Favorire l’accesso delle auto alla nostra città attraverso
opere che hanno impegnato notevoli risorse senza altrettanto significativi investimenti
nella mobilità sostenibile(bus, bicicletta, ferrovia) è una strategia perdente
forse addirittura una follia. La provincia deve fare un passo in avanti
e dotarsi come lo sto facendo io, di un piano della mobilità che privilegi
l’uso del servizio pubblico sia su gomma che su rotaia.

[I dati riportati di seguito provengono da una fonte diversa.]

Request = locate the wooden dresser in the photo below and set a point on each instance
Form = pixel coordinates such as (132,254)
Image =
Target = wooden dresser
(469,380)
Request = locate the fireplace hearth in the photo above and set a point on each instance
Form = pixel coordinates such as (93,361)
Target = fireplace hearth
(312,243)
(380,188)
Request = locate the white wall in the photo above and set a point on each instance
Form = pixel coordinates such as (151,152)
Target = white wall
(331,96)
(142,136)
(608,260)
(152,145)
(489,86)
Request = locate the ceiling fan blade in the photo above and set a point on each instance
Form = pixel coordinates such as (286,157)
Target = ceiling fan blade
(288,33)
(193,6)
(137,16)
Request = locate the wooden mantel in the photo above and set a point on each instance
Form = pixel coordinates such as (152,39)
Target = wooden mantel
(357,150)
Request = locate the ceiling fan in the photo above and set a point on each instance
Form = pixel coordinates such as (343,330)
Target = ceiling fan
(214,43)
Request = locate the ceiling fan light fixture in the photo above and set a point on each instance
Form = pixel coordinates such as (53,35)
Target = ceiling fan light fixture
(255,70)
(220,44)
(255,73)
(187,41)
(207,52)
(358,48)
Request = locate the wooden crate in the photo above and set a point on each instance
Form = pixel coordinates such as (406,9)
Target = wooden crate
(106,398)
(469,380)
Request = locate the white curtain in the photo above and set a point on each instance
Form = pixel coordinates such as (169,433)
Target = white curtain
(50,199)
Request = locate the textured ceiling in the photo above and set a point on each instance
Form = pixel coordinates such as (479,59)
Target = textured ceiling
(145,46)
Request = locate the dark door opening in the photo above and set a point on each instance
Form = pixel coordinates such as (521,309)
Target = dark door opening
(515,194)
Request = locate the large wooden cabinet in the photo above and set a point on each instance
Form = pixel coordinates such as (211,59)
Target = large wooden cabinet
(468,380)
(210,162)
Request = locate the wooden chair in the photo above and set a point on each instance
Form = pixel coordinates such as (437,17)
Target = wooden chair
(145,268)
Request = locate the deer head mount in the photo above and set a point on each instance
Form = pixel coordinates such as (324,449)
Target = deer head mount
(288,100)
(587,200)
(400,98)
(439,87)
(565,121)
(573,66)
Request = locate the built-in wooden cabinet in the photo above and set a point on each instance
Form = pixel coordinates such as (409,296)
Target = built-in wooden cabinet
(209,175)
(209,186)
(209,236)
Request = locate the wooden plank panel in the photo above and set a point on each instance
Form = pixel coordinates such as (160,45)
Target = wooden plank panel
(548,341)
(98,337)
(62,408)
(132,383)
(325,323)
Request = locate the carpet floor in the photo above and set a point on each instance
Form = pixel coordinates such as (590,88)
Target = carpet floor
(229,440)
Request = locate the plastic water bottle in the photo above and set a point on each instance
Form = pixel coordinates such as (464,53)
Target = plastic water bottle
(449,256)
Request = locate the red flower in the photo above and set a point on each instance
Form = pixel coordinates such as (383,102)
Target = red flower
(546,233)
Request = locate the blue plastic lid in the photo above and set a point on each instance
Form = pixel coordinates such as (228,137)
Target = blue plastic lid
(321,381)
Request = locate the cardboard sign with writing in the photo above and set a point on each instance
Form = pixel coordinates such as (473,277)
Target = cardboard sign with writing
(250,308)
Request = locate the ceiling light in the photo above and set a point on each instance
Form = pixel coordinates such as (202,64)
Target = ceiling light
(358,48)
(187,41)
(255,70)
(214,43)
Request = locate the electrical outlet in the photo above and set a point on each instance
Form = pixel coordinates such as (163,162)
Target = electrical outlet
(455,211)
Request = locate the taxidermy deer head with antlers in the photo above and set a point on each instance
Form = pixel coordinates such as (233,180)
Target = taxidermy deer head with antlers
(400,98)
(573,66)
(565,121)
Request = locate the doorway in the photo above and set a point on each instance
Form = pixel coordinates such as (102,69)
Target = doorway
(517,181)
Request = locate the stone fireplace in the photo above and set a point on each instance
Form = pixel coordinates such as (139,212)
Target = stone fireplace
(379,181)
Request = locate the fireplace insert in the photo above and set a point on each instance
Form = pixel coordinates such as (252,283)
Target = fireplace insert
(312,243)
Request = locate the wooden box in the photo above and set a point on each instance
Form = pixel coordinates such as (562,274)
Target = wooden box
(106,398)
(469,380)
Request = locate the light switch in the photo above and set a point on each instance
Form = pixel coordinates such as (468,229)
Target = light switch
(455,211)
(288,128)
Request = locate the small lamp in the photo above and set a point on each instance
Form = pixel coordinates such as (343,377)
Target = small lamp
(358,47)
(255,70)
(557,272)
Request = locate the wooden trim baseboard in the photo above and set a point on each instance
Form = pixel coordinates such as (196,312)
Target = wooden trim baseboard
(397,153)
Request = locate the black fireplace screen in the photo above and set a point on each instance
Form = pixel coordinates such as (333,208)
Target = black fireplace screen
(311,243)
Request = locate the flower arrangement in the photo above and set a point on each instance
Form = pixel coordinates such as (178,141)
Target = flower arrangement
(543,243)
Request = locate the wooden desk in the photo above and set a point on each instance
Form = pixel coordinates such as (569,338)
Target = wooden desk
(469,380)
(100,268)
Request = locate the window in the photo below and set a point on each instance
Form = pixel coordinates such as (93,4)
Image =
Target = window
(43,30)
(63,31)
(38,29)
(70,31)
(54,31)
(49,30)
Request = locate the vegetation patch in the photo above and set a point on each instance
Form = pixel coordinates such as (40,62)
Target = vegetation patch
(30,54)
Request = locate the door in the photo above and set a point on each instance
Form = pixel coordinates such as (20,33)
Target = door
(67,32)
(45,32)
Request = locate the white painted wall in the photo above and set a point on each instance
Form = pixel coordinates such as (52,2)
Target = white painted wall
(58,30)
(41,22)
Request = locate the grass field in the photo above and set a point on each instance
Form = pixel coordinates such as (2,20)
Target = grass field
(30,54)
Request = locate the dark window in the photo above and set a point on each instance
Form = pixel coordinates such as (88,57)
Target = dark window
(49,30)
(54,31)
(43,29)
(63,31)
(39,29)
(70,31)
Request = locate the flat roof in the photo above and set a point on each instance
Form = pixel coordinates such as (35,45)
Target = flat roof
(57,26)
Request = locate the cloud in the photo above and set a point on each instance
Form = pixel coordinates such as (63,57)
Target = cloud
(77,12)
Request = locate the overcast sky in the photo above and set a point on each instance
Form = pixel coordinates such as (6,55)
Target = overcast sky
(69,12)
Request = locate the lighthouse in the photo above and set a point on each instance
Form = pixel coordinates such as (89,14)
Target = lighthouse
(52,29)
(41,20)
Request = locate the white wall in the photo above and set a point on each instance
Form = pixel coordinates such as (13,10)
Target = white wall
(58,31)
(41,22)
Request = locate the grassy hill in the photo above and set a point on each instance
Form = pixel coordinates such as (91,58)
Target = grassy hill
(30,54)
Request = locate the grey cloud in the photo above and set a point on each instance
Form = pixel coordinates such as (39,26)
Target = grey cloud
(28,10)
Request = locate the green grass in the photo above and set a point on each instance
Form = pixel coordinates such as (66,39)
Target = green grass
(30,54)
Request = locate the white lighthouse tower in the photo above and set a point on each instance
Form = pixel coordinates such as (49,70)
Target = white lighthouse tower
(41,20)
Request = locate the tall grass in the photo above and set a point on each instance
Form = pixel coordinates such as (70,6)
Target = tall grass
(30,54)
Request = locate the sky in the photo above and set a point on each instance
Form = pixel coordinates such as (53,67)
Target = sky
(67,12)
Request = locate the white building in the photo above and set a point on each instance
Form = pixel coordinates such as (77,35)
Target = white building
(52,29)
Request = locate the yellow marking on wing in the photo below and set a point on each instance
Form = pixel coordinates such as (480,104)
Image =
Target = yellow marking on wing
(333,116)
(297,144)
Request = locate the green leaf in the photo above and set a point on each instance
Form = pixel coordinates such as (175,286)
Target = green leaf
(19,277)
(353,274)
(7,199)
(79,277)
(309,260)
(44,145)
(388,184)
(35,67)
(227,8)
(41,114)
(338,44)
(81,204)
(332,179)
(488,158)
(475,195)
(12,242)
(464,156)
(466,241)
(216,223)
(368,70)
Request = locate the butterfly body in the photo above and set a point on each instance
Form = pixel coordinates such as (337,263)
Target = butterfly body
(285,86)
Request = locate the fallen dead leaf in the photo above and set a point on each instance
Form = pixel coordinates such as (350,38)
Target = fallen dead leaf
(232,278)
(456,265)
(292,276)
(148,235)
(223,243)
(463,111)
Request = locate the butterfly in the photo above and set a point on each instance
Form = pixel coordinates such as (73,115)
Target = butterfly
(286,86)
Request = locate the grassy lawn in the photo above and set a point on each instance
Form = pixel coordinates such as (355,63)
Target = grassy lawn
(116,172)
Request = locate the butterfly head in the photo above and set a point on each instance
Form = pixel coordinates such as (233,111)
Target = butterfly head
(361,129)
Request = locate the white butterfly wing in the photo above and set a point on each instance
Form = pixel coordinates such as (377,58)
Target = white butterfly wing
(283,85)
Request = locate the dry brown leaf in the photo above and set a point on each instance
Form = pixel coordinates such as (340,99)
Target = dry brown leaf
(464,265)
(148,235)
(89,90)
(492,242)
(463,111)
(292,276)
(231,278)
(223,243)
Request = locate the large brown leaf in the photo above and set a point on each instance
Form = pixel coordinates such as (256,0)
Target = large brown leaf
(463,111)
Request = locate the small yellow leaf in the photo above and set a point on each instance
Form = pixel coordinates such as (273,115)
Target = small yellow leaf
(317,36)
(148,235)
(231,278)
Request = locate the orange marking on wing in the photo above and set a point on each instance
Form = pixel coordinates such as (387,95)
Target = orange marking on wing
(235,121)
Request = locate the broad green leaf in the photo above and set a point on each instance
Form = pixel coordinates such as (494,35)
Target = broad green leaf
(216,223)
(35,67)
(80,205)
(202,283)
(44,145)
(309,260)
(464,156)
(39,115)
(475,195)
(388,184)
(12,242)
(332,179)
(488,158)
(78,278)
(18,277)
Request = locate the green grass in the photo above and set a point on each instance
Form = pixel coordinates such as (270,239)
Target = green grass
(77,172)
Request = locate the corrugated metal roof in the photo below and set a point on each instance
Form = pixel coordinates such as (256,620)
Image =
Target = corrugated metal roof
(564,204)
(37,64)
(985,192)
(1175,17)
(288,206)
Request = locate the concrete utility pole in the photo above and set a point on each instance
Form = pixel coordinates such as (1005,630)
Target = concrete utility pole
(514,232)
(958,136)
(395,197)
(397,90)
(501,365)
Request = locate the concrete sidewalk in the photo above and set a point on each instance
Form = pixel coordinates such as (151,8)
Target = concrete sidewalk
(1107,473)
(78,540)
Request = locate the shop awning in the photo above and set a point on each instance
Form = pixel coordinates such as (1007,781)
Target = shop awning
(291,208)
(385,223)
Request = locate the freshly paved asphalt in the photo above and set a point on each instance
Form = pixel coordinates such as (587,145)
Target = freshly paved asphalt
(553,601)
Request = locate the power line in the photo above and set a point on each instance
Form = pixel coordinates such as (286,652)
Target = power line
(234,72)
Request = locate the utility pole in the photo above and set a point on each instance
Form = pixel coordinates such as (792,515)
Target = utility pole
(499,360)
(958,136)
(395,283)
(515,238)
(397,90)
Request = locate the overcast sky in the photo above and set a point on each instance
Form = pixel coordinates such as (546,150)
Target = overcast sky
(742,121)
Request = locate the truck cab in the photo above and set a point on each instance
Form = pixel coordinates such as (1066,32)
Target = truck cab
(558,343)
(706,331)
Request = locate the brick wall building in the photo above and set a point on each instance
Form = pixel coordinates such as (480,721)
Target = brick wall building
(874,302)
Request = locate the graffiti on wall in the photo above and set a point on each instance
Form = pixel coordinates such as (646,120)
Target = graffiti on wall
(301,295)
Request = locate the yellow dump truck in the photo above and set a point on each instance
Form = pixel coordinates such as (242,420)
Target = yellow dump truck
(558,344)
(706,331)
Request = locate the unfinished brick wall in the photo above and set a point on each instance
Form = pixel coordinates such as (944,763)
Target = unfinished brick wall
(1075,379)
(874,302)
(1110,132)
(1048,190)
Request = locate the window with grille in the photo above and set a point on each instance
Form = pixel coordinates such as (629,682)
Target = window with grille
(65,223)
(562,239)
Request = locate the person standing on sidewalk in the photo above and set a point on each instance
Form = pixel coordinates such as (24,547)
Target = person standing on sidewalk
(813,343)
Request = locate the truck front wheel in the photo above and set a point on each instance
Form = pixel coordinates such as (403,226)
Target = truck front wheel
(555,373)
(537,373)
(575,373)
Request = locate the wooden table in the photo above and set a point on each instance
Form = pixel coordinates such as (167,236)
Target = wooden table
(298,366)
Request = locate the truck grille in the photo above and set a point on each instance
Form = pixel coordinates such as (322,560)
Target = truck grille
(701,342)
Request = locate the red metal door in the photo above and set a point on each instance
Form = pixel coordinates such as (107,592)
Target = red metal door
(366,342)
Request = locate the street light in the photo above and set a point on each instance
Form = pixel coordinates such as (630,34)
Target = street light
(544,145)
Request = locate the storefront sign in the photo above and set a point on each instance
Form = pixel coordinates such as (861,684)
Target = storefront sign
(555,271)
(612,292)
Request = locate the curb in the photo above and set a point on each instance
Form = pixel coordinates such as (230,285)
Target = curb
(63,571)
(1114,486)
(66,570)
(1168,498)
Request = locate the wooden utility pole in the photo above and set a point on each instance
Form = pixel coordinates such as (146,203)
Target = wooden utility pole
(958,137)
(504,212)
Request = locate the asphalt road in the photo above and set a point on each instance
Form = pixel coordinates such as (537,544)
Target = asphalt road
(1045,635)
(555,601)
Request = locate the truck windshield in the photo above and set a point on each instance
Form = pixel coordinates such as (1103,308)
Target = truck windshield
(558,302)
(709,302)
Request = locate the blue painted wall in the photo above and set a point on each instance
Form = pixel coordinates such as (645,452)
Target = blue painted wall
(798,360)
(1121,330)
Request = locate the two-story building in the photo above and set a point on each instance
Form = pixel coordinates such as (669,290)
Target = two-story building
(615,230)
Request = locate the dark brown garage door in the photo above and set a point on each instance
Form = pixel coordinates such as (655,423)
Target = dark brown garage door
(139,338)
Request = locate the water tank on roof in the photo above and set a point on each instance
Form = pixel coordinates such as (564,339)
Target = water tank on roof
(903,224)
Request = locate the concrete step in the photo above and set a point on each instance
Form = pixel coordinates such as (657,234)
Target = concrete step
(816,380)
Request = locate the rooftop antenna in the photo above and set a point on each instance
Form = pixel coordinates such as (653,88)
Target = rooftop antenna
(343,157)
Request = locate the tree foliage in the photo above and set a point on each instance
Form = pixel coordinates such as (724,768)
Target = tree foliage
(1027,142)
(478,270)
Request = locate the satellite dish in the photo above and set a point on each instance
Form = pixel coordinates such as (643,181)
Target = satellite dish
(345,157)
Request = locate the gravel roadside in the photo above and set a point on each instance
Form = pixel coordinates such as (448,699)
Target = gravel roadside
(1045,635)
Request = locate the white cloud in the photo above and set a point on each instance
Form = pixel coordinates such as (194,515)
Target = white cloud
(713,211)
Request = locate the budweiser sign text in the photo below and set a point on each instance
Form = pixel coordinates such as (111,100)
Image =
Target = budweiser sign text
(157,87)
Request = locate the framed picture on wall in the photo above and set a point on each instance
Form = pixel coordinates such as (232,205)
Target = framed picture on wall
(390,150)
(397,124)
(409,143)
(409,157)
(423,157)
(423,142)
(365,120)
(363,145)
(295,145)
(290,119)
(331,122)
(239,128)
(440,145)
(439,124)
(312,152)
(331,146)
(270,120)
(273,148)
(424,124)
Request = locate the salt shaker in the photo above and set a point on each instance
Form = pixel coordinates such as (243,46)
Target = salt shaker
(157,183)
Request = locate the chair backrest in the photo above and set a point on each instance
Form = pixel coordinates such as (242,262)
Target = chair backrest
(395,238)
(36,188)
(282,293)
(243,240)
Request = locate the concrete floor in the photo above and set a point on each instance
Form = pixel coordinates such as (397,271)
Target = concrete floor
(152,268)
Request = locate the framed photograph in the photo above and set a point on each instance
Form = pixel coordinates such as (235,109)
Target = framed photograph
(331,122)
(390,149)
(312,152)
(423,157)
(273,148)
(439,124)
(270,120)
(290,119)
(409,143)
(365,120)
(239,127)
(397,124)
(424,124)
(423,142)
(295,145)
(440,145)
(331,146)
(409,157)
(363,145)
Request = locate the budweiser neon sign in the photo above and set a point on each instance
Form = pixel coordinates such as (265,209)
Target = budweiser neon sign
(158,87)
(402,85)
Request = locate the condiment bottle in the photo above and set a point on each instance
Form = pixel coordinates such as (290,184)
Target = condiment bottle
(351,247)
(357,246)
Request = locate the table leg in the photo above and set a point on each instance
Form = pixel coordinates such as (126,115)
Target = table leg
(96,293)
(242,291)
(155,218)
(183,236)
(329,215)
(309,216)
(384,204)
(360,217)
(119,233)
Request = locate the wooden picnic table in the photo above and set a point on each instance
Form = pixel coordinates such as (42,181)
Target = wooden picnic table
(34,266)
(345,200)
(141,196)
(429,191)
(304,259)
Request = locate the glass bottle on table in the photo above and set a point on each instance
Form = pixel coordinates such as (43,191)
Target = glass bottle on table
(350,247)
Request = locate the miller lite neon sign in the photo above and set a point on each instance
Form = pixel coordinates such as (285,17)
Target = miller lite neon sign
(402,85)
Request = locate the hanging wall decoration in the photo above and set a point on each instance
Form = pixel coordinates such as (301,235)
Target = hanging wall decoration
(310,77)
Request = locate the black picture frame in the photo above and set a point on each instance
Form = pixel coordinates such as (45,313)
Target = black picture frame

I verdi hanno le idee chiare a tal proposito.
Risparmio
energetico
Ormai non sono
solo gli ambientalisti a denunciare il fenomeno è il mondo della
finanza che si preoccupa di porre rimedio. E ciò è un’importante
segnale di maturità e di presa di coscienza della società che deve
però vedere gli effetti prima di
interessarsi al problema. Ormai fior fiore di scienziati hanno
dimostrato inequivocabilmente il nesso tra riscaldamento globale e cambiamenti
climatici.
Mentre la provincia
fa fatica a prendere posizione su questi fenomeni e continua ad investire
ingenti somme e a finanziare la costruzione di impianti di risalita
e non legifera in termini di obblighi di costruire
in un certo modo e si consuma così territorio come se fossimo collocati in pianure immense, noi verdi queste esigenze e proposte per frenare
il cambiamento del clima le abbiamo denunciate e presentate da tempo.
Bilancio
Ambientale
Importante strumento
di controllo e di programmazione ambientale che ho introdotto di recente
deve essere portato a livello provinciale.
Dobbiamo mettere
alla prova il Governatore su quanto investe per l’ambiente e bocciarlo se
non rispetta i parametri.
Conclusioni
Noi verdi abbiamo
le carte in regola per governare città e province. Forse, con un po’ di
coraggio potremmo essere in grado di amministrarle anche ai vertici in maniera
più significativa. Cosa
ci manca? Le nostre donne e uomini, in cosa sono diversi da quelli di Friburgo,
città visitata da tutta Europa per la sua qualità ambientale e vivibilità
urbana? A Friburgo il sindaco è Verde o come a Berna ,
altra città famosa per la mobilità sostenibile dove i
Verdi sono oltre il 30 %.
I nostri obiettivi
sono planetari e strategici per il futuro di tutti
e su questi impegni di programma nessuno
ci può smentire. Il consenso prima o dopo dovrà
arrivare.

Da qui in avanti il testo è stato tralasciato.